主要学习了两份代码,本文重点在第二份代码上。
- 源码链接
数据介绍:腾云阁高精度车辆追踪算法大赛
原代码的计算原理是基于几何和图论的
主要是点到线段的匹配,深度优先遍历(DFS),和Dijkstra算法
原代码是在python2.7的环境下运行的,我对此进行了一些修改,在python3.8的Notebook下运行成功,并且增加了一定程度的注释,需要的可以下载 - 源码链接
基于Newson, Krumm (2009): "Hidden markov Map Matching through noise and sparseness"的隐马尔可夫模型进行地图匹配
准备工作
为了在jupyter里顺利运行代码,我们需要执行以下几个步骤。
- 安装Anaconda3
- 安装ARCGIS
(1)下载LicenseManager并打开,在ArcGIS License Server Adminstrator点击stop关闭服务后,点击OK退出
(2)打开ArcGIS 10.4.1 Crack\ArcGIS\License10.4\bin,将其中的两个破解文件复制到安装路径\ArcGIS 10.4\License 10.4\License10.4\bin中
(3)点击ArcGIS_Desktop_1041_zh_CN_151738.exe文件,安装arcgis软件,会先安装py27,再安装软件
(4)安装完成之后会有一个弹框,选择 Advanced(ArcInfo)浮动版,设置管理器为 localhost
(5)打开ArcGIS 10.4.1 Crack\ArcGIS\bin,将其中的破解文件复制到安装路径\ArcGIS 10.4\License10.4\bin中
(6) 安装完成,打开ArcGIS Administrator,显示永久表示破解版安装成功 - 配置Anaconda3
(1)将ArcGIS的目录C:\Python27\ArcGIS10.1\Lib\site-packages\Desktop10.1.pth直接拷贝到Anaconda3的目录里(C:\Users\xxx\anaconda3\Lib\site-packages)和Anaconda3的虚拟环境下(C:\Users\xxx\anaconda3\envs\py27\Lib\site-packages)

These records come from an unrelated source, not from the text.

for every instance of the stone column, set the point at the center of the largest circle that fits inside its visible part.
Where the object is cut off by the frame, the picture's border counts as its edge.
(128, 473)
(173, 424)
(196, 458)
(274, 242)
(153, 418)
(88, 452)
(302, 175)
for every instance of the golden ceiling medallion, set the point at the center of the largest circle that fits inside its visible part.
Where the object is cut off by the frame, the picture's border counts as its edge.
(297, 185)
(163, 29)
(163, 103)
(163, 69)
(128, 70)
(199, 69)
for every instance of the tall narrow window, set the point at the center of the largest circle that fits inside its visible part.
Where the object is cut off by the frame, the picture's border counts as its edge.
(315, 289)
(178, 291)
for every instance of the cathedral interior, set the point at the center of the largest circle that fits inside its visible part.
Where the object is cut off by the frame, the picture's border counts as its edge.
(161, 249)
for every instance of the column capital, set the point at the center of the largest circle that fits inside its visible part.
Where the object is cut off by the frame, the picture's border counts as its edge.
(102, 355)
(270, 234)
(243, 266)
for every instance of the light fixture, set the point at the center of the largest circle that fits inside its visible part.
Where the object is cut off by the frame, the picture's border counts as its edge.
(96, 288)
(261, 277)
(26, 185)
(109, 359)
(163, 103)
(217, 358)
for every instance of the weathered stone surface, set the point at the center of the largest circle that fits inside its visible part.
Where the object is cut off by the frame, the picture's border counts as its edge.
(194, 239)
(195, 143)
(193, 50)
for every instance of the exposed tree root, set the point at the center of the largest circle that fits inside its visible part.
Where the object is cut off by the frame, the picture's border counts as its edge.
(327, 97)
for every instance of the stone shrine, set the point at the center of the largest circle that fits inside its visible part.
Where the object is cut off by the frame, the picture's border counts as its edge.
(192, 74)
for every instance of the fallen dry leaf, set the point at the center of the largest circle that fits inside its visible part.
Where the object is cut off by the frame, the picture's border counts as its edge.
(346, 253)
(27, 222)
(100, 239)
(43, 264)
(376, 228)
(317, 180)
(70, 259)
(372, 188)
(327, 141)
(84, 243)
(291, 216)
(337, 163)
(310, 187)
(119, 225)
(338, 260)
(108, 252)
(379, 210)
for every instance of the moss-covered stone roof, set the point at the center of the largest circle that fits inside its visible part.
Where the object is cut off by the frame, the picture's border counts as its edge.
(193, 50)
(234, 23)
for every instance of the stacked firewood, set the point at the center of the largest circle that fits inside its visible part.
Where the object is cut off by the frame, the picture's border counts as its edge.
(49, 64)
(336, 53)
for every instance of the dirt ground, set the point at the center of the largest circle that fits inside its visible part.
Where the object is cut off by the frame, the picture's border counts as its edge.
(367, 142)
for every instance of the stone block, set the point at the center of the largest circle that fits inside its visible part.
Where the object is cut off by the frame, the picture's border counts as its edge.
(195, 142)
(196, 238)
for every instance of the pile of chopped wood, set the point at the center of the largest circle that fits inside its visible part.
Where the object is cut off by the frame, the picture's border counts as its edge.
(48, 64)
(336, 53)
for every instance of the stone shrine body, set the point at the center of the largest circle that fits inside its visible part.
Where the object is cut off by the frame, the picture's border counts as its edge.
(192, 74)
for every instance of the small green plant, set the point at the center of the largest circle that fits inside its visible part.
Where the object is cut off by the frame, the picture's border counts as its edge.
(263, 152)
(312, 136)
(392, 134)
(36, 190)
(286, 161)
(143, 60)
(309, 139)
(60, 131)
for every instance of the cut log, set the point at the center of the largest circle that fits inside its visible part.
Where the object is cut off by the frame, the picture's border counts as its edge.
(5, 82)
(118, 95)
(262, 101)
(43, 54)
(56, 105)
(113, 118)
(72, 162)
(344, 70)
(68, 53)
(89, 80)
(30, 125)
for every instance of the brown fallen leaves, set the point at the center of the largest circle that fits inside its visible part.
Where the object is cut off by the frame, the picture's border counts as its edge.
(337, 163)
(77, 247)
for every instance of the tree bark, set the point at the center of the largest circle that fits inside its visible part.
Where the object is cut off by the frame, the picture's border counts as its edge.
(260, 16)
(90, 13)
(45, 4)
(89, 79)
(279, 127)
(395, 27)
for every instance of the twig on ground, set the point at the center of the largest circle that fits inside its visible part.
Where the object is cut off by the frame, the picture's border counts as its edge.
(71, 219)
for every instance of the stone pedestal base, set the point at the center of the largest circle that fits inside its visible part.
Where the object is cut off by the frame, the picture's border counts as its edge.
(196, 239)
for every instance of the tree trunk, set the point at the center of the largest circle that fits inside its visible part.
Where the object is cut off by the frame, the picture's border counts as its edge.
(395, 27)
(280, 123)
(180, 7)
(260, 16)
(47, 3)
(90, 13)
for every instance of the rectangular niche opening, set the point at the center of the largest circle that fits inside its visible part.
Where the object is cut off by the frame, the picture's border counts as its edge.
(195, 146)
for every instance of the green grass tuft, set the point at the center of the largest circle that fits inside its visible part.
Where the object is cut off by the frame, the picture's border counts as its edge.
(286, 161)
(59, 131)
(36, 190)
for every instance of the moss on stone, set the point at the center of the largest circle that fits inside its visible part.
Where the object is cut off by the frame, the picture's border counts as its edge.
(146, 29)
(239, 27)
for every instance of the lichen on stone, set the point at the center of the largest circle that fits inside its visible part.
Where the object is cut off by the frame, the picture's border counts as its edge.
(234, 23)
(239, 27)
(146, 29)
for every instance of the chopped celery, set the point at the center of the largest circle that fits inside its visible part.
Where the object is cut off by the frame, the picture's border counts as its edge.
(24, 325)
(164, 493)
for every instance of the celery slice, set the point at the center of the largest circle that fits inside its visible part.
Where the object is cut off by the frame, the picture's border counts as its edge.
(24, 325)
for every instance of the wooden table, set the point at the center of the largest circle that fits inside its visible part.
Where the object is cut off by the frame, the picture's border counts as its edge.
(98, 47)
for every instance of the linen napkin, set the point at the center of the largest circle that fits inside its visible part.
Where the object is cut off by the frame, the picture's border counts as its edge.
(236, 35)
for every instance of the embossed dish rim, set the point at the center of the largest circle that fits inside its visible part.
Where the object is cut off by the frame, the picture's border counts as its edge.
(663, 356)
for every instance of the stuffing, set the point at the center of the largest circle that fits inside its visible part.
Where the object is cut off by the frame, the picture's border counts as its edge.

(2)打开Anaconda Prompt (anaconda3),输入以下内容,如果执行出来arcpy还是有错误,可以删除环境,重新装一遍
set CONDA_FORCE_32BIT=1 //设置环境为32位,改回64位:set CONDA_FORCE_32BIT=
conda create -n py27 python=2.7 //创建一个使用python2.7的名叫py27的环境
activate py27 //激活环境
pip install jupyter notebook //安装jupyter、numpy、networkx、gdal、matplotlib
pip install numpy
pip install networkx
conda install gdal
pip install matplotlib //如果不画图,可以不安装
pip install ipykernel //将环境写入notebook的kernel中
python -m ipykernel install --user --name py27
jupyter notebook //打开jupyter
- 执行readme的内容
(1)执行\mapmatching-master\dist\mapmatcher-1.0.win32.exe,注意选择的路径应该是ARCGIS的路径,而不是Anaconda的
(2)打开ArcCatalog,点击文件,选择连接到文件夹,连接代码文件,即可查看shp文件,右边第二个是预览,左下角可以选择图或表的形式
(3)mapMatch.pyt是原作者打包好此代码制作的工具箱,可以在ArcCatalog中使用,但是由于我并不擅长ARCGIS,所以并没追究他无法使用的原因
(4)ARCGIS的官方帮助文档,安装的同时也有Help文档,for help是英文版本,for 帮助是中文版本,善于使用搜索了解代码的含义
(5)正式运行代码的时候,需要修改为解压文件的路径,注意这里不能把shp文件复制到桌面上,会导致读取失败,其次需要删除解压出来的testTrack_pth文件,或者修改exportPath函数下的outname后的’_pth’为’_path’,附上运行成功的截图
//读取文件路径设置
arcpy.env.workspace = 'C:\\Users\\Uni_L\\Desktop\\mapmatching\\mapmatching-master'
//输出文件名称设置
outname = (os.path.splitext(os.path.basename(trackname))[0][:9])+'_path'
论文笔记
ri:road sergments,i=1,……,Nr
zt:2D latitude location measurement
P(zt|ri):measurement/emission probability
the probability that zt would be observed if the vehicle were on the road segment ri
xt,i:the closest point on ri for zt
GPS noise:zero-mean Gaussian model
P(zt|ri)=(sqrt(2*π)δz)-1 exp(-0.5(||zt-zt+1||greatcircle/δz)2)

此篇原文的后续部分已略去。